Once in space, TESS will undergo a 60-day commissioning phase involving instrument calibration and calculations of the spacecraft’s trajectory and performance. After that, data collection commences as TESS produces what the science team will need to generate the necessary light curves. MIT’s Sara Seager and the TESS science team will go to work on the light curves, with mass as a key determinant. The TESS stars are close and bright enough to allow mass determination via ground-based radial velocity methods. As Seager says:

“Mass is a defining planetary characteristic. If you just know that a planet is twice the size of Earth, it could be a lot of things: a rocky world with a thin atmosphere, or what we call a “mini-Neptune” — a rocky world with a giant gas envelope, where it would be a huge greenhouse blanket, and there would be no life on the surface.
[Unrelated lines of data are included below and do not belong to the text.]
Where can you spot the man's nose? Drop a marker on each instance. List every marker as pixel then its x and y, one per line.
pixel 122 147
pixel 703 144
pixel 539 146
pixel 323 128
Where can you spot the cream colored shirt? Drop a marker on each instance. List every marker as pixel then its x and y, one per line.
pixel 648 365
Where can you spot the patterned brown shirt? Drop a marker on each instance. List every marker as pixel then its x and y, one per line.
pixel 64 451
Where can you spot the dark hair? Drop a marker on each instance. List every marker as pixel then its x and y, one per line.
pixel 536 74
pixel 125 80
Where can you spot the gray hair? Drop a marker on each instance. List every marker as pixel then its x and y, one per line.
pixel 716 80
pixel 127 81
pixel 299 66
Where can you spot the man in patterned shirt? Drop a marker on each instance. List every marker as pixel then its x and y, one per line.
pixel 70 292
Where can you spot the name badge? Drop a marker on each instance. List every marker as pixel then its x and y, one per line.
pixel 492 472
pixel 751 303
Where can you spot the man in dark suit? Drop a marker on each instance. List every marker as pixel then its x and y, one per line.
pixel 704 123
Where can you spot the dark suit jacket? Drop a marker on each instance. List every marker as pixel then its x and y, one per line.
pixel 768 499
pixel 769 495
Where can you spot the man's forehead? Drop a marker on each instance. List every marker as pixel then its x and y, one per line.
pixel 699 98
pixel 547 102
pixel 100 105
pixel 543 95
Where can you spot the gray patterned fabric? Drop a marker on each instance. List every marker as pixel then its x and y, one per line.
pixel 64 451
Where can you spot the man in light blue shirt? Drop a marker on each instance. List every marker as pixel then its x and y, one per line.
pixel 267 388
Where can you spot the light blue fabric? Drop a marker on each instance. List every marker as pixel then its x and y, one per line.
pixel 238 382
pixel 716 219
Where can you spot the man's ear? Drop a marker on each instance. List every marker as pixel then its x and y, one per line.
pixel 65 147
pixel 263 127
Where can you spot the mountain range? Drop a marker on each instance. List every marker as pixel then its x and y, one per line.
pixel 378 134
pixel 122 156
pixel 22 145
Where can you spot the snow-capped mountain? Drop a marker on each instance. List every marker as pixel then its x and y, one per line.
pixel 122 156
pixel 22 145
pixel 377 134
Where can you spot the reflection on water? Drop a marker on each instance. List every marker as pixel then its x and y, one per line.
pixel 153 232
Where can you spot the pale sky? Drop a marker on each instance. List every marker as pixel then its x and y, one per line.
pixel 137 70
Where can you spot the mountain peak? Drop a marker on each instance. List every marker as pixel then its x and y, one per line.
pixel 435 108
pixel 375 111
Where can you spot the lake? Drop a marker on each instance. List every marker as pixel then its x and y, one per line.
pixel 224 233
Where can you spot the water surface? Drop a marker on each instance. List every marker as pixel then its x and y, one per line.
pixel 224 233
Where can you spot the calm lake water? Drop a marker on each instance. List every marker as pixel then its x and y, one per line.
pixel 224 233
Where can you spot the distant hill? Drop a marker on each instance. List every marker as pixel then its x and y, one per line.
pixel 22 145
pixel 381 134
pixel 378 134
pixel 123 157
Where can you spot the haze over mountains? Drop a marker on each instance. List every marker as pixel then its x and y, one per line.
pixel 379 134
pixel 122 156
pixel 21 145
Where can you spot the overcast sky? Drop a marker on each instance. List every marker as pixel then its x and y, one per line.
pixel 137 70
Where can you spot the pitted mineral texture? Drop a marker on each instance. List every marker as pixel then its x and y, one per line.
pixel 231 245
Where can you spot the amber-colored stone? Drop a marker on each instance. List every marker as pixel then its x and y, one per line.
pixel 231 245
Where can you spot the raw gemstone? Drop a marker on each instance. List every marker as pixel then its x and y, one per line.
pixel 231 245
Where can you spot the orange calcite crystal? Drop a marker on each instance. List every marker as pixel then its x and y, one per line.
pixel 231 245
So mass and size together give us an average planet density, which tells us a huge amount about what the planet is.”

If all goes as planned, TESS should discover, among its thousands of exoplanets, hundreds that are less than twice the size of the Earth. The primary goal here is to identify small worlds where follow-up observations can be made with current or planned telescopes. The James Webb Space Telescope will then have the opportunity to use the TESS target list for deeper investigation, and there will also be useful synergies with the European Space Agency’s CHaracterising ExOPlanets Satellite (CHEOPS), scheduled for launch next year.

But first we have to get the mission off. All eyes on Florida for tomorrow’s attempt.